Chapter 01 — Setup

Environment & Libraries

Install and import all essential Python libraries for data analytics. Copy this template at the start of every project.

Clear Start for Every Analysis Project

This notebook is your step-by-step system. Start with context, inspect data quality, then clean, analyze, validate, and report. Follow the same order every time for reliable results.

Beginner friendly End-to-end workflow Reusable template

DataXForgePrefer no-code? Every stage in this handbook also has a free in-browser tool. Start with Universal Data Lab — drop any CSV/JSON/Excel file to auto-detect, profile, clean, visualize, and export. 100% client-side, nothing is uploaded.

1.0 Quick start in 2 minutes

Step A

Write the business question in one sentence and define the KPI.

Step B

Load data and run shape, info, null, and duplicate checks first.

Step C

Use the scenario guide below to choose the right method quickly.

Step D

Finish with clear findings, limitations, and next actions.

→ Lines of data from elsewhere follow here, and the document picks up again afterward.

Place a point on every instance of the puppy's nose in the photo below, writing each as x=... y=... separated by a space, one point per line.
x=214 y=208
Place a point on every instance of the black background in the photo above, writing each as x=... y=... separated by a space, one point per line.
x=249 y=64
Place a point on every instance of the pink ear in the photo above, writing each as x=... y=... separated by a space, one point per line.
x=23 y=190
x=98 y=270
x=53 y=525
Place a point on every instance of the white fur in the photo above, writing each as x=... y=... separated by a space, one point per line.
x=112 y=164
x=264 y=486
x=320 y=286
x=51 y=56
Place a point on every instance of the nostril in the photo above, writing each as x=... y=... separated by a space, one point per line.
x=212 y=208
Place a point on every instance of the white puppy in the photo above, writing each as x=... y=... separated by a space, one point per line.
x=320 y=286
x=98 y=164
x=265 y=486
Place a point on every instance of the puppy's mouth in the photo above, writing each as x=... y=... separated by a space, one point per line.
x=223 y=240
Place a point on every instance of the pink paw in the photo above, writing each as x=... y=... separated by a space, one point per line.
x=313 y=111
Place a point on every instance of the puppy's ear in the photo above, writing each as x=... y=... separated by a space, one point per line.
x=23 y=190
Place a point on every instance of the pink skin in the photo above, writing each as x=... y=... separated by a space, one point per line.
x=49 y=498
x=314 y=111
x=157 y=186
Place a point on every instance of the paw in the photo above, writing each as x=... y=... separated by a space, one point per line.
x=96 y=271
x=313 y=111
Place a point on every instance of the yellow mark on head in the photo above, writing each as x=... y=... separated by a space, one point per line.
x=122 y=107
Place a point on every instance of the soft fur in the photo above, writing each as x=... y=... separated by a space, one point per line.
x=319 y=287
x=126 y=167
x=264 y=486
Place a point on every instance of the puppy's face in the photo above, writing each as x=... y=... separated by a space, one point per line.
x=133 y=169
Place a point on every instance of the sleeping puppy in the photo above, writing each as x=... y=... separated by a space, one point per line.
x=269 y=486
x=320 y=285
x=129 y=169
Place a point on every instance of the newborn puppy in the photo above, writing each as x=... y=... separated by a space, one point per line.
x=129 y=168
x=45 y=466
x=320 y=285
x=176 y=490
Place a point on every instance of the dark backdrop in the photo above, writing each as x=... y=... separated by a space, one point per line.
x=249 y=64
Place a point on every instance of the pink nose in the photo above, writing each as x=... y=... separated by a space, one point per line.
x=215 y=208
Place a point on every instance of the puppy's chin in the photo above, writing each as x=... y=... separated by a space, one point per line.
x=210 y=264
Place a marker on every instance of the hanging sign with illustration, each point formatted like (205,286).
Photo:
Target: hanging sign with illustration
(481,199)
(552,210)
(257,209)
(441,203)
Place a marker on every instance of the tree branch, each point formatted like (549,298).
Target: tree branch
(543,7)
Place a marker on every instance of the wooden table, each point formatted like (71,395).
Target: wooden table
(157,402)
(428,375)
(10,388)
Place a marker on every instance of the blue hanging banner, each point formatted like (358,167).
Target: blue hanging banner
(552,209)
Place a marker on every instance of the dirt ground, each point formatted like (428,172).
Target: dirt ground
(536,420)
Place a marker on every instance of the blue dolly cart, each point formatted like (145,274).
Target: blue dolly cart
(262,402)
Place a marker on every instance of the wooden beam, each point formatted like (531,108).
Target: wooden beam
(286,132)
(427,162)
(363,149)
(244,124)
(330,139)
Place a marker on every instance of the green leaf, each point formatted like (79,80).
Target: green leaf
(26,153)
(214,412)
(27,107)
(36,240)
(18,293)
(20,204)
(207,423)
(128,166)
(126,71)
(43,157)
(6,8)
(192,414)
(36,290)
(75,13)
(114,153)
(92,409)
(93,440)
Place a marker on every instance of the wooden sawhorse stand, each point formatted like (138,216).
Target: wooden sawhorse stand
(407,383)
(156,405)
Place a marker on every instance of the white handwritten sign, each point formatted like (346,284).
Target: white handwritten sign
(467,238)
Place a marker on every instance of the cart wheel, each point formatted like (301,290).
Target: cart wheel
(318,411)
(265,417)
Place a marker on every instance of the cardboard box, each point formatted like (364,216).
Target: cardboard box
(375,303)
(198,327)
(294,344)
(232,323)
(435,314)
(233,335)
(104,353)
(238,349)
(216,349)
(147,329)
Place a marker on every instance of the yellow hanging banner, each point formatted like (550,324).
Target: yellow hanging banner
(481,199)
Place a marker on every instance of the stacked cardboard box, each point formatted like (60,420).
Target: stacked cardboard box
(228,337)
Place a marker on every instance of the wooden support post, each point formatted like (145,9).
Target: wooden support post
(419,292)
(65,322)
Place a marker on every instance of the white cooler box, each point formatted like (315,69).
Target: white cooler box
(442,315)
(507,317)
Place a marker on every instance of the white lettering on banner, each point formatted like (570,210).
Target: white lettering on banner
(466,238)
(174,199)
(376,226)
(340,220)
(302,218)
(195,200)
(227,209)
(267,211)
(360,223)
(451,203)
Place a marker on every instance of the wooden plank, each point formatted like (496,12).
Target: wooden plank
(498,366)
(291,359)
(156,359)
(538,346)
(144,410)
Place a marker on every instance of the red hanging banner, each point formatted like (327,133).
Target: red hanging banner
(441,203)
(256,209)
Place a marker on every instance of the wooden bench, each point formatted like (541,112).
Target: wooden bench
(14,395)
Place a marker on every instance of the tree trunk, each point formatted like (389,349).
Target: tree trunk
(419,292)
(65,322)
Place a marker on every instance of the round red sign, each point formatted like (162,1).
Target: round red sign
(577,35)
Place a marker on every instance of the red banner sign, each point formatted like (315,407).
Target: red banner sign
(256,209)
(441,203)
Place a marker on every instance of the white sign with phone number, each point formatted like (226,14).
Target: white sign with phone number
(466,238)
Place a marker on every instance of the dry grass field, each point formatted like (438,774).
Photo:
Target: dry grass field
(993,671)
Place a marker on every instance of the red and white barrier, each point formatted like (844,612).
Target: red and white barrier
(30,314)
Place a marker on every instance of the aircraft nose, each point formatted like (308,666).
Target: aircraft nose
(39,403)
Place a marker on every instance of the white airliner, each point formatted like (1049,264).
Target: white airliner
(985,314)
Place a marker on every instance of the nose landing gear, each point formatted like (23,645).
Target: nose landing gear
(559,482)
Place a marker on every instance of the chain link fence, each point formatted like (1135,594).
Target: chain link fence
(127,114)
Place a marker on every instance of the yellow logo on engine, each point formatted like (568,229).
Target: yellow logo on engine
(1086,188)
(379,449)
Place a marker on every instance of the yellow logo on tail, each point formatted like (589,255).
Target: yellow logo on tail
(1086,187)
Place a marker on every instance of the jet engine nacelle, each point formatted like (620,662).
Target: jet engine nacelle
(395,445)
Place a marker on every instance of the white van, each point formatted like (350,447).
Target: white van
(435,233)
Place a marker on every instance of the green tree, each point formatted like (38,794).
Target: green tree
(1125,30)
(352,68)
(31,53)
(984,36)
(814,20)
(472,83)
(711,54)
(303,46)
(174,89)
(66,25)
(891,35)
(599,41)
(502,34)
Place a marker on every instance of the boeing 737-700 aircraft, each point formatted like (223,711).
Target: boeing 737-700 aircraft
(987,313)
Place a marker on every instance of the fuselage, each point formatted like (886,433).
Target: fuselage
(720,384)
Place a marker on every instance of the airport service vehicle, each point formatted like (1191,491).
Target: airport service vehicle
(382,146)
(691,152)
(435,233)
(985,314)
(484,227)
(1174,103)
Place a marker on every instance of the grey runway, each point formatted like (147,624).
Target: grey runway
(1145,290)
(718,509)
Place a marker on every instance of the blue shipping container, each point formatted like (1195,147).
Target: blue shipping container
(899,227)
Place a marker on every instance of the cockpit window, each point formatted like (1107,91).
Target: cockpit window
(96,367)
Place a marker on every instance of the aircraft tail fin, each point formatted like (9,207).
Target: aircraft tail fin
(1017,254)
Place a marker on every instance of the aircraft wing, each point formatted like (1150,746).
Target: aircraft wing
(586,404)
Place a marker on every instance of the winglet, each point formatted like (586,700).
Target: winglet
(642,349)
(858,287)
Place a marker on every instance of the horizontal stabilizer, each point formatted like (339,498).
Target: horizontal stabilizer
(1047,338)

1.1 How to use this notebook

Use this notebook as a repeatable analysis process. For every dataset, move in the same order: define the question, understand the source, inspect the raw data, clean carefully, explore patterns, test ideas, and report the result clearly. Do not jump to charts or modeling before you know what the data contains.

1.2 Analysis workflow

Define the questionWrite down the exact problem you want to solve, the decision it supports, and the key metric you care about.
Understand the datasetCheck where the data came from, what each row represents, the date range, the unit of measure, and the main column meanings.
Inspect the raw dataLook at shape, columns, dtypes, missing values, duplicates, and unusual values before making changes.
Protect the original dataCreate a raw backup and work on a copy so you can always compare your cleaned version with the source.
Clean with intentionFix types, standardize text, handle missing values, remove duplicates, and decide how outliers should be treated.
Explore patternsUse descriptive statistics, grouped summaries, and visualizations to understand trends, segments, and relationships.
Validate findingsAsk whether the results make sense, check edge cases, and confirm important conclusions with more than one method.
Summarize the storyFinish with clear insights, limitations, next steps, and the business recommendation that follows from the data.

1.3 Scenario guide

Scenario	Use this	Why
You are seeing the dataset for the first time	`df.shape`, `df.head()`, `df.info()`, `df.isnull().sum()`	These tell you what the data looks like, what types exist, and whether the data needs cleaning before analysis.
The data has missing values	Mean for balanced numeric data, median for skewed numeric data, mode or `Unknown` for categories	Different fill methods work better depending on the shape and meaning of the column.
You want to compare groups	Bar chart, boxplot, t-test, or ANOVA	These help you compare values across departments, regions, age groups, or categories.
You want to study trend over time	Line chart, rolling average, date features like month or weekday	Time-based data is easier to understand when you keep the order and show movement across dates.
The data is skewed or has outliers	Median, IQR clipping, log transform	These reduce the effect of extreme values and give a more stable summary.
You want to combine multiple files	`pd.merge()` for related tables, `pd.concat()` for stacking similar tables	Merge is for matching keys; concat is for adding more rows of the same structure.
You need a dashboard or report	Pivot table, groupby summary, export to Excel/CSV, clear chart labels	Stakeholders need summarized and readable outputs, not raw row-level data.
You want to predict a category	Logistic Regression, Random Forest Classifier, F1 score, ROC-AUC	Use classification methods when the target is a label like yes/no or churn/not churn.
You want to predict a number	Linear Regression, Random Forest Regressor, MAE, RMSE	Use regression when the target is continuous, such as revenue, price, or demand.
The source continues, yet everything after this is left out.